It really is tough to figure where this stock market is going. If you look at a 20-year chart of the S&P 500, you’ll see a most peculiar depiction of stock prices.
You can easily see the stock market crash in 1987, but when compared to the price appreciation of stocks from 1995 to 2000, then the subsequent fall, the crash of 1987 looks like a minor blip. It’s as if the crash was just one down day in the market’s history.
From 2000 to 2003, the market’s negative price action is clearly illustrated, losing almost half its worth from the highs set during the Internet bubble. In 2003, the market reverses and the S&P 500 begins a solid recovery to where it is now.
Technical analysts looking at this index chart are at a loss for an explanation. The market’s price action hasn’t really followed any traditional type patterns, and there doesn’t seem to be any rationality to it.
This leads us to today’s market environment where I really don’t have a defined view as to where stock prices are headed over the near-term. As a full-time market observer, I usually have a good sense about stock market sentiment and its overall direction. In the current environment, it is a toss up as to where prices might head.

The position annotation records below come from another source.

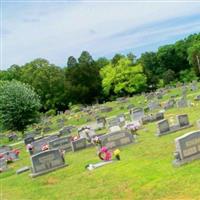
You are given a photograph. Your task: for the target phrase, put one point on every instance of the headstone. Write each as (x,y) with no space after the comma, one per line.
(114,128)
(101,122)
(163,126)
(22,170)
(5,148)
(63,143)
(121,118)
(106,109)
(198,124)
(114,121)
(137,114)
(187,148)
(37,144)
(183,120)
(86,132)
(46,161)
(10,155)
(29,139)
(46,129)
(130,106)
(154,105)
(66,130)
(182,123)
(169,104)
(3,164)
(197,98)
(79,144)
(116,139)
(182,103)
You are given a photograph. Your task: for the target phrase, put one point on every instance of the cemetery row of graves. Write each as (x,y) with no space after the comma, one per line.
(166,121)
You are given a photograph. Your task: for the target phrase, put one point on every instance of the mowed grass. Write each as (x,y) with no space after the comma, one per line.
(145,172)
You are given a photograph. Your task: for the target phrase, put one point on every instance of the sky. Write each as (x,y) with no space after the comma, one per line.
(55,30)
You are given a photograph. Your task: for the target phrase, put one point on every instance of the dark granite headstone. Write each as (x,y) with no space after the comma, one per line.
(187,148)
(46,161)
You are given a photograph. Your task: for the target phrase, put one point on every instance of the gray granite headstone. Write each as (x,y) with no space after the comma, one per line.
(187,148)
(63,143)
(3,164)
(116,139)
(137,114)
(101,122)
(46,161)
(79,144)
(182,103)
(37,144)
(183,120)
(163,126)
(114,121)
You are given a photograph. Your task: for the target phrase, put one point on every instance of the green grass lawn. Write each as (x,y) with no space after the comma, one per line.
(145,172)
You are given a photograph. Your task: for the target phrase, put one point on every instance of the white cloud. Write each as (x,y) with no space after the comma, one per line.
(56,31)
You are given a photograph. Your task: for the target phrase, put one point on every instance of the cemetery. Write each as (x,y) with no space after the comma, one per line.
(72,150)
(99,100)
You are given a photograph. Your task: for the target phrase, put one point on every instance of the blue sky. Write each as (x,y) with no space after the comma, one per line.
(56,30)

I mentioned before in this column that I felt that the market is regressing towards its mean. After all the market’s ups and downs over the past decade, individual investors’ enthusiasm for the stock market is waning. Interest rates have gone up and yields from money market instruments are providing competition for stocks.
So, the stock market has evolved, and yet it is returning to its usual self. My best guess as to the future is that average returns from investing in stocks will be much more modest than they were over the last ten years. The stock market really is returning to its historical norms.